A sandwich fit for a count: how to make a monte cristo

finishedA monte cristo is basically a ham and cheese sandwich on French toast. With powdered sugar. And jam. And you have to use delicious cheese. And also turkey. OK, you know what, a monte cristo is so much more than a ham and cheese sandwich on French toast. It has changed our lives and it can change yours too.

It all started many moons ago…Sam used to love getting the monte cristo at Bennigan’s. Now, really, that was an entirely different affair, more like a triangular funnel cake stuffed with ham and cheese. After the Bennigan’s chain folded (how could they fold, with such an item on their menu?), I came up with the idea of trying to make monte cristos ourselves. But over the years, Sam is the one who has perfected the art.

Now, there are many branches of monte cristianity. Some believe you should assemble the whole sandwich, then dip it all in batter and fry it up. Others make the French toast first, then pile the stuff on top, stick it under a broiler, and serve it open face. I have had some very unfortunate experiences myself with trying to paint the batter on the bread with a pastry brush after it was already on the griddle. (Why? I have no idea. It seemed like the right thing to do at the time.)

Sam is a purist. He cooks every piece individually and builds the sandwich as he goes.


First, mix up some egg batter, just like you would for French toast: an egg or two, a splash of milk, some cinnamon and vanilla if you like that kind of thing. Dip both sides of the bread and toss it down on the griddle to brown.


In the meantime, start frying up some ham and turkey slices in a pan.


After you flip the toast, put a slice of cheese on to melt. We used Havarti this time. You can use whatever you want except Kraft American slices. They have their place, but that place is not here. It’s up to you if you want cheese on only one side of your sandwich or (gasp!) both sides.

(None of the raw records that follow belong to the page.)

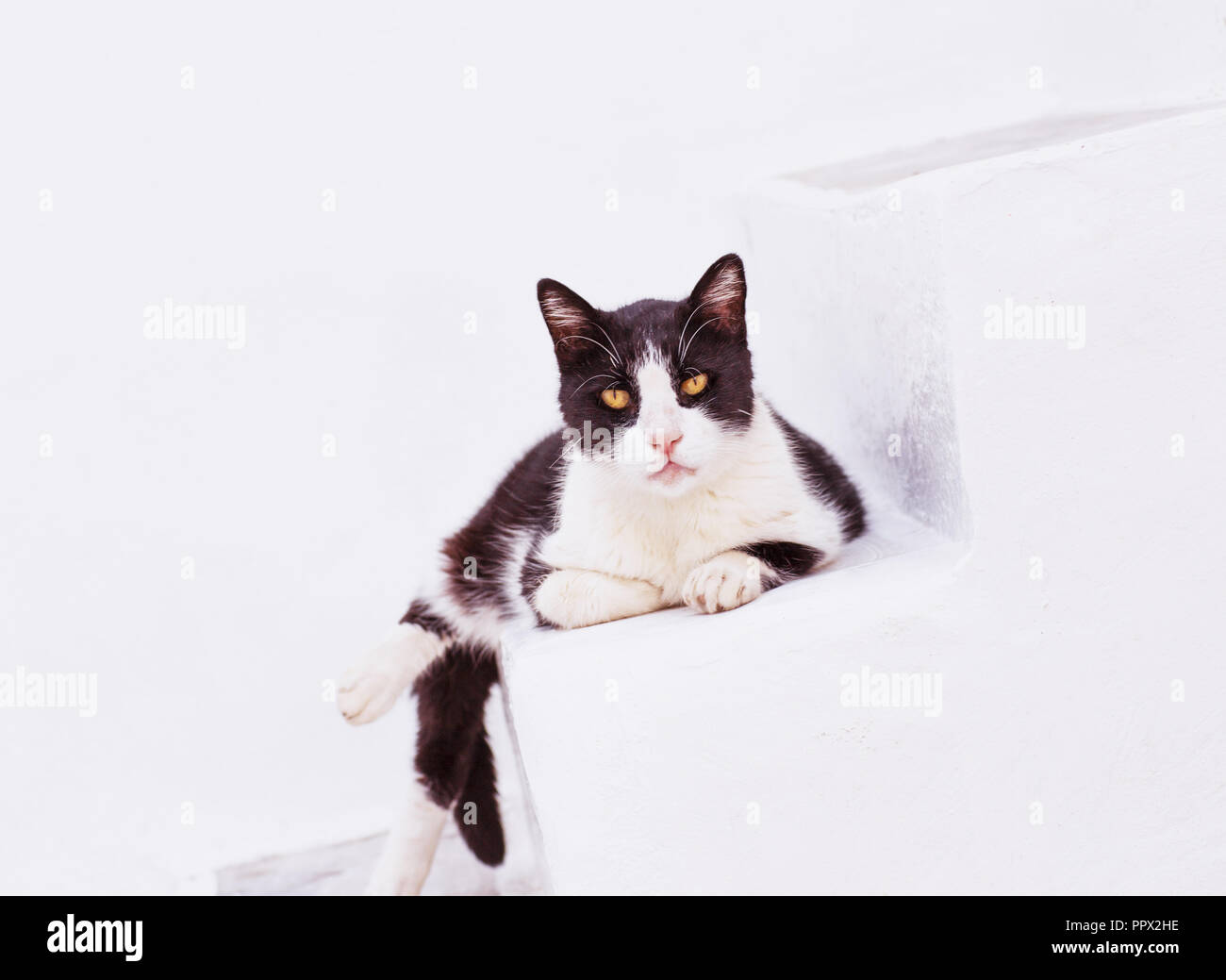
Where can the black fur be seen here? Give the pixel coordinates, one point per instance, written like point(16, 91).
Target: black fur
point(704, 333)
point(785, 558)
point(454, 760)
point(595, 350)
point(825, 478)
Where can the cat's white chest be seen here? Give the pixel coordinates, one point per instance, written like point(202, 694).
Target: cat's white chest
point(602, 527)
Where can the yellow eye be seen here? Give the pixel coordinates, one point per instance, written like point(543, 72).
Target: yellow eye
point(616, 397)
point(695, 385)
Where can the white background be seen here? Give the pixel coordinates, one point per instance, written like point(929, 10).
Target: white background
point(450, 200)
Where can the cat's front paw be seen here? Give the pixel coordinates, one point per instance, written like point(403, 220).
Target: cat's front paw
point(723, 583)
point(574, 597)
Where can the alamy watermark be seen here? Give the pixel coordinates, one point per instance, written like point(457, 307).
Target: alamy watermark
point(870, 689)
point(1013, 321)
point(220, 322)
point(25, 689)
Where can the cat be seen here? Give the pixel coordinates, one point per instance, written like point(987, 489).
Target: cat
point(672, 483)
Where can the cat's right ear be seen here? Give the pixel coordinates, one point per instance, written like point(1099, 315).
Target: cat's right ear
point(569, 317)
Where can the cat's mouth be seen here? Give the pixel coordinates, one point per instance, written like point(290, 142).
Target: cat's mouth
point(671, 473)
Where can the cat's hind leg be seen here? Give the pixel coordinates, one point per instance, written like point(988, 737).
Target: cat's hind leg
point(371, 687)
point(455, 772)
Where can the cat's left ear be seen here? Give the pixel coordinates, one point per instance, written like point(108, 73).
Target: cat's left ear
point(720, 297)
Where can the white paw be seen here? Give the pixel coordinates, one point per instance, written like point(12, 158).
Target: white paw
point(726, 582)
point(572, 599)
point(371, 687)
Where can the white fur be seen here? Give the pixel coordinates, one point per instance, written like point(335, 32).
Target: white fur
point(746, 489)
point(728, 580)
point(372, 685)
point(572, 597)
point(408, 853)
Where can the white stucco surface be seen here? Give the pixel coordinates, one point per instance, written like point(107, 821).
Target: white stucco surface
point(1078, 746)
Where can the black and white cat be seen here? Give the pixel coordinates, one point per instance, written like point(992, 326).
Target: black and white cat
point(672, 483)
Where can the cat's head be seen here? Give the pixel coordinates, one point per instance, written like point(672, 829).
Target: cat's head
point(660, 392)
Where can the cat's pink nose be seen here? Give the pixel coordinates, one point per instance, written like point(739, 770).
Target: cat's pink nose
point(665, 440)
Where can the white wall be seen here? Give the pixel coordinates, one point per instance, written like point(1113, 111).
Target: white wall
point(449, 200)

When the cheese is nice and melty, use tongs (or your fingers if you are really fast) to layer the ham and turkey on top of the cheese. Then add the other slice of bread on top.

Let it toast a little while longer, and flip it a couple of times and press down on it with your spatula just to be really thorough.


Cut your sandwich into triangles (it has to be triangles), slather with strawberry or raspberry jam (or dish it up on the side for dipping) and sprinkle with powdered sugar. Voilá! Yeah, the jam is in a shot glass. And in the background there is a fork with a chunk of butter stuck on the end. Just focus on the sandwich.


8 thoughts on “A sandwich fit for a count: how to make a monte cristo

    • Definitely give it a try! I’m amazed that the monte cristo is new to so many people. I wonder if it’s a regional thing. Google suggests that it was first introduced in the ’60s at a Disneyland restaurant!

      • Wow really? Kudos to the chefs over at Disneyland! I’ve actually heard of a monte cristo before but I had only known it as a grilled ham and cheese, Nothing like this!